Frame Soft Shrinkage as Proximity Operator

TL;DR

This paper demonstrates that certain frame-based soft shrinkage operators can be characterized as proximity operators within an appropriate Hilbert space, extending the understanding of their mathematical structure.

Contribution

It proves that the operator $T^ \, \text{Prox} \, T$ is a proximity operator for any proximity operator and injective operator with closed range, including frame analysis operators.

Findings

Frame shrinkage operators are proximity operators in a suitable Hilbert space.

The result applies to the commonly used soft shrinkage operator.
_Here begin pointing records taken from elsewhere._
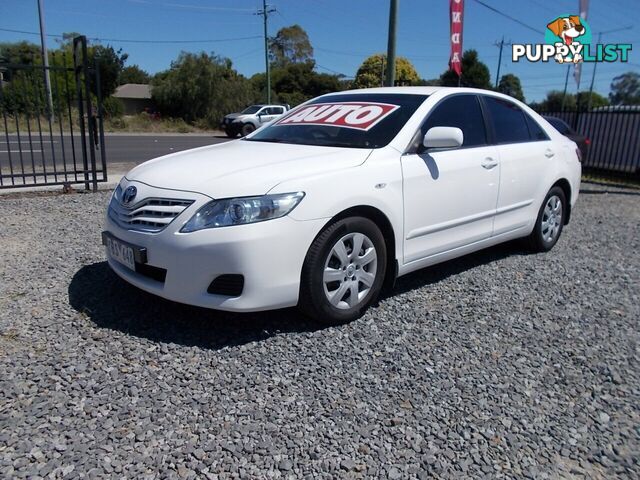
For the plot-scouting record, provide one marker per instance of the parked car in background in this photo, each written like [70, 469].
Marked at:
[339, 197]
[250, 119]
[564, 128]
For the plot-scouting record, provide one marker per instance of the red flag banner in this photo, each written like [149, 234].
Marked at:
[456, 14]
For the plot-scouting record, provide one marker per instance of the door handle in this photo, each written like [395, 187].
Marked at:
[489, 163]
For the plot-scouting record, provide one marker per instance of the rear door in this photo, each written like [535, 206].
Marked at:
[450, 195]
[525, 151]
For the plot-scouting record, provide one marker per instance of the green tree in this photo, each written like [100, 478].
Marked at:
[290, 45]
[25, 53]
[510, 85]
[296, 83]
[474, 73]
[625, 89]
[201, 88]
[111, 62]
[372, 72]
[24, 88]
[133, 74]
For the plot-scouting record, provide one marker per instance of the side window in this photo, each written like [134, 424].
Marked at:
[559, 125]
[463, 112]
[536, 131]
[509, 122]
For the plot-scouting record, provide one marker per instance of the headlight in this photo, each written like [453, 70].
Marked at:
[117, 193]
[240, 211]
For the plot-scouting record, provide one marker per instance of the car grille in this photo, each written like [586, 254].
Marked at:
[149, 215]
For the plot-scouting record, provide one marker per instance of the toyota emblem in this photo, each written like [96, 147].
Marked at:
[129, 194]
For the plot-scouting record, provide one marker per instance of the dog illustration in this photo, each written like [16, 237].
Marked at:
[568, 29]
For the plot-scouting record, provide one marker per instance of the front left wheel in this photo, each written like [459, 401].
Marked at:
[343, 271]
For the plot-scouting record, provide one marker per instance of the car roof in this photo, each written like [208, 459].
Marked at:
[424, 91]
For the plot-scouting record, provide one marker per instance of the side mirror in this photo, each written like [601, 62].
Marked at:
[443, 137]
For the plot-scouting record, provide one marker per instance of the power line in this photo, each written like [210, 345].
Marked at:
[122, 40]
[505, 15]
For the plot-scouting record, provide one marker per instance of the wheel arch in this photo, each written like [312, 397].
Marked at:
[564, 184]
[384, 224]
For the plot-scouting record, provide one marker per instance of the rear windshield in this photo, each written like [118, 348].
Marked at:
[362, 120]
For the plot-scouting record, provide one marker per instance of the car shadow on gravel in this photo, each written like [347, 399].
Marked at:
[441, 271]
[110, 302]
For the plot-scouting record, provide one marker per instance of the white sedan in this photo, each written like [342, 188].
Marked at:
[339, 197]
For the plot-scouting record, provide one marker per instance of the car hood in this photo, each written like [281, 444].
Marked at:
[242, 168]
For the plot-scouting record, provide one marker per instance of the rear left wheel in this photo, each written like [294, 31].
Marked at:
[343, 271]
[549, 222]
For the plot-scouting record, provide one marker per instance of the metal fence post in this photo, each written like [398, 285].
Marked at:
[78, 42]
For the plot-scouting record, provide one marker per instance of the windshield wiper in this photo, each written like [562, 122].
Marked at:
[269, 140]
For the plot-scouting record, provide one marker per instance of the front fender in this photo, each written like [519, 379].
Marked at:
[376, 183]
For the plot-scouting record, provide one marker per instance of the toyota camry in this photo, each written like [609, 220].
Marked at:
[324, 206]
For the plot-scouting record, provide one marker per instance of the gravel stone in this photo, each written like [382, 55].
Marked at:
[500, 364]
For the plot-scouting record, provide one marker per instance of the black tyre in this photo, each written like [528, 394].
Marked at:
[343, 271]
[247, 128]
[549, 222]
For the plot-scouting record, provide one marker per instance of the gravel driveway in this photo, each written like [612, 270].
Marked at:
[499, 364]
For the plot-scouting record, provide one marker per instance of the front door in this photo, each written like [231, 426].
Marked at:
[450, 196]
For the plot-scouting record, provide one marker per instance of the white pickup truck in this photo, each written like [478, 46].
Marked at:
[250, 118]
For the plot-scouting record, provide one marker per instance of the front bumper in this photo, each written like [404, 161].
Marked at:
[268, 254]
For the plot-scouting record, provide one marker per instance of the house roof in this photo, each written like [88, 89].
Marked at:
[133, 90]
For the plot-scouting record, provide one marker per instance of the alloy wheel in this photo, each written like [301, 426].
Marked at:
[350, 271]
[551, 219]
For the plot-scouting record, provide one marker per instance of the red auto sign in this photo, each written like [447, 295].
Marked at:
[357, 115]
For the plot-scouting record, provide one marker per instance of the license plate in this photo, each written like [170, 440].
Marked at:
[120, 251]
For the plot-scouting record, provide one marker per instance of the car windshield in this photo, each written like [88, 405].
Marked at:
[357, 120]
[252, 109]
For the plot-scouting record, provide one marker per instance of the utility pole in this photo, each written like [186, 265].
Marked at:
[500, 44]
[266, 10]
[566, 82]
[45, 59]
[391, 44]
[595, 64]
Provides a new perspective on the mathematical structure of frame-based denoising methods.

Abstract

Let $\mathcal H$ and $\mathcal K$ be real Hilbert spaces and $T \in \mathcal{B} (\mathcal H,\mathcal K)$ an injective operator with closed range and Moore-Penrose inverse $T^\dagger$. Based on the well-known characterization of proximity operators by Moreau, we prove that for any proximity operator $\text{Prox} \colon \mathcal K \to \mathcal K$ the operator $T^\dagger \, \text{Prox} \, T$ is a proximity operator on the linear space $\mathcal H$ equipped with a suitable norm. In particular, it follows for the frequently applied soft shrinkage operator $\text{Prox} = S_{\lambda}\colon \ell_2 \rightarrow \ell_2$ and any frame analysis operator $T\colon \mathcal H \to \ell_2$, that the frame shrinkage operator $T^\dagger\, S_\lambda\, T$ is a proximity operator in a suitable Hilbert space.